DAS GROSSE RENNEN RUND UM DIE WELT

Blake Edwards war vor allem als Regisseur von Komödien bekannt, wie der Pink-Panther-Reihe, konnte aber auch ernsthaftere Filme drehen wie 1971 den Western „Missouri“, der kürzlich das erste Mal auf DVD und Blu-ray veröffentlicht wurde, oder 1962 das Alkoholiker-Drama „Die Tage des Weines und der Rosen“ mit Jack Lemmon. Ein persönlicher Kindheits-Favorit, der früher oft im Fernsehen lief, war der jetzt das erste Mal auf Blu-ray (als Mediabook mit Blu-ray und DVD) erschienene „Das große Rennen rund um die Welt“ („The Great Race“). Vergleichbar mit dem im selben Jahr entstandenen „Die tollkühnen Männer in ihren fliegenden Kisten“, in dem es um einen Wettflug von London nach Paris im Jahr 1910 geht, der mit reichlich klapprigen Flugapparaten bestritten wird, was für jede Menge überdrehter Gags sorgt.

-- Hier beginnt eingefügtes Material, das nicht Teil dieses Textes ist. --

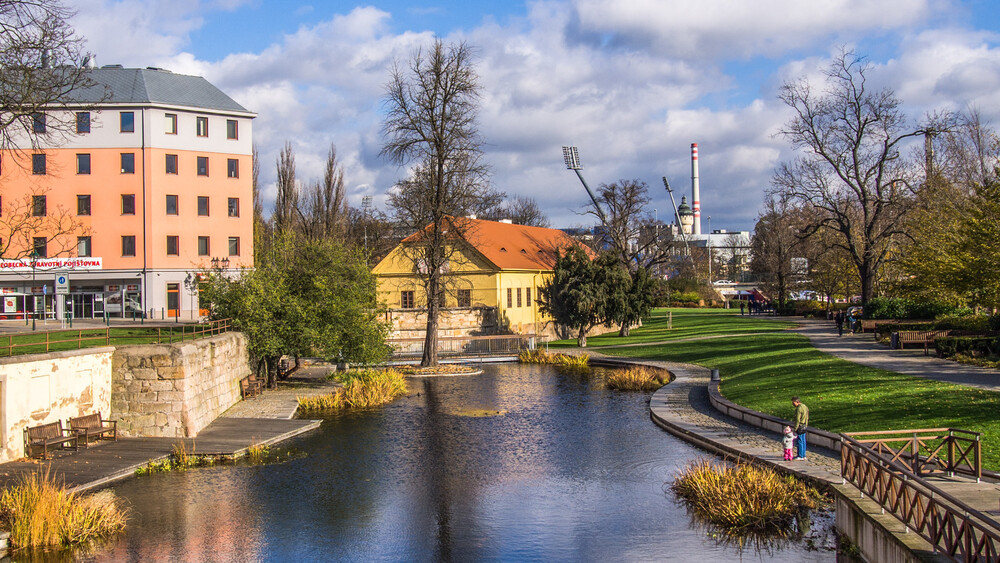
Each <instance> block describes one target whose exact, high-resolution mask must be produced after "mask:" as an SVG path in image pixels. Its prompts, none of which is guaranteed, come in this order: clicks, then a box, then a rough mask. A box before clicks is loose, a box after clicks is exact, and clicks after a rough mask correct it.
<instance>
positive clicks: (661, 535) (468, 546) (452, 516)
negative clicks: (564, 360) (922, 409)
mask: <svg viewBox="0 0 1000 563" xmlns="http://www.w3.org/2000/svg"><path fill="white" fill-rule="evenodd" d="M409 387H410V396H408V397H407V398H405V399H401V400H399V401H397V402H395V403H393V404H392V405H389V406H388V407H385V408H383V409H379V410H376V411H369V412H362V413H350V414H340V415H336V416H331V417H329V418H328V419H327V420H326V421H325V422H324V423H323V425H322V426H321V427H320V429H319V430H317V431H314V432H312V433H310V434H307V435H304V436H301V437H299V438H296V439H295V440H292V441H291V442H289V443H287V444H286V445H290V446H291V447H294V448H297V449H299V450H302V451H303V452H305V454H306V455H304V456H301V457H299V458H296V459H293V460H291V461H288V462H285V463H278V464H271V465H261V466H241V465H237V466H228V467H226V466H224V467H212V468H202V469H193V470H188V471H182V472H173V473H163V474H156V475H152V476H147V477H142V478H136V479H131V480H129V481H126V482H124V483H122V484H119V485H118V486H116V487H115V492H116V493H117V494H119V495H120V496H122V497H124V498H125V499H127V500H128V502H129V503H130V504H131V506H132V517H131V520H130V522H129V527H128V530H127V531H126V532H125V533H123V534H122V535H120V536H118V537H116V538H114V539H111V540H109V541H107V542H105V543H104V544H102V545H98V546H92V547H91V548H89V549H81V550H77V551H75V552H70V553H64V554H62V556H56V557H55V558H56V559H59V560H68V559H69V560H83V561H142V562H147V561H164V562H167V561H170V562H174V561H222V562H228V561H232V562H244V561H463V562H464V561H601V562H606V561H684V560H689V561H692V560H698V561H734V560H744V561H834V560H835V555H834V553H833V552H832V551H830V550H824V549H821V550H818V551H817V550H813V549H810V548H808V547H807V543H808V542H807V541H806V540H797V541H791V542H787V543H778V544H776V545H769V546H768V547H767V548H766V549H763V550H761V549H755V548H753V547H745V548H743V549H740V548H739V547H737V546H735V545H733V544H732V542H728V543H727V542H723V541H721V540H720V539H718V536H716V535H714V534H713V533H712V532H711V531H710V530H709V529H707V528H706V527H705V526H703V525H701V524H698V523H697V522H695V521H693V519H692V516H690V515H689V514H688V513H687V511H686V510H685V508H684V507H683V506H682V505H680V504H679V503H678V502H676V501H675V500H674V498H673V496H672V494H671V493H670V492H669V489H668V488H667V486H666V484H667V483H669V482H670V481H671V480H672V478H673V476H674V475H675V474H676V472H677V471H678V469H679V468H681V467H683V466H684V465H685V464H686V463H688V462H689V461H690V460H692V459H696V458H698V457H705V456H707V454H705V453H703V452H701V451H699V450H697V449H695V448H694V447H692V446H689V445H688V444H686V443H685V442H682V441H680V440H678V439H677V438H674V437H673V436H671V435H670V434H668V433H666V432H664V431H663V430H661V429H660V428H658V427H657V426H656V425H655V424H653V423H652V421H650V419H649V413H648V396H649V394H648V393H619V392H612V391H608V390H605V389H604V385H603V378H602V376H601V375H600V374H599V373H581V372H572V371H571V372H560V371H559V370H557V369H555V368H552V367H548V366H537V365H522V364H500V365H487V366H486V367H485V373H483V374H482V375H477V376H460V377H436V378H424V379H412V380H410V386H409ZM484 415H486V416H484ZM813 528H814V533H813V535H814V536H815V535H817V534H818V535H819V536H821V537H820V539H819V541H820V543H822V542H824V541H825V542H828V540H829V538H828V537H826V536H827V535H828V531H823V529H824V528H826V529H828V528H829V526H828V525H826V526H823V525H819V524H815V523H814V525H813ZM817 529H819V530H820V531H819V532H816V530H817ZM49 555H50V557H42V559H52V557H51V556H53V555H55V554H49Z"/></svg>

Turbulent geht es auch in Edwards’ Film zu, in dem ebenfalls ein Wettrennen im Mittelpunkt steht, allerdings mit Autos, das von New York nach Paris führen soll. Vorbild dafür war die erste Tourenwagenrallye um die Welt im Jahr 1908. „Das große Rennen rund um die Welt“ beginnt mit einer Widmung für das Komiker-Duo Stan Laurel und Oliver Hardy, dementsprechend ist der überlange, aber nie langweilige Film vollgestopft mit grotesk-komischen cartoonartigen Slapstick-Einlagen, wodurch die eher dürftige Story nicht weiter ins Gewicht fällt. In erster Linie geht es um den meist mit unfairen Mitten ausgetragenen Wettstreit zwischen dem in Weiß gekleideten Leslie Gallant III. (Tony Curtis) und dem hinterhältigen Professor Fate (Jack Lemmon). Für eine progressive feministische Note im von Männern dominierten Treiben sorgt hier Natalie Wood als aufstrebende Journalistin und emanzipierte Frauenrechtlerin, die aber letztendlich dem Charme des großen Leslie erliegt.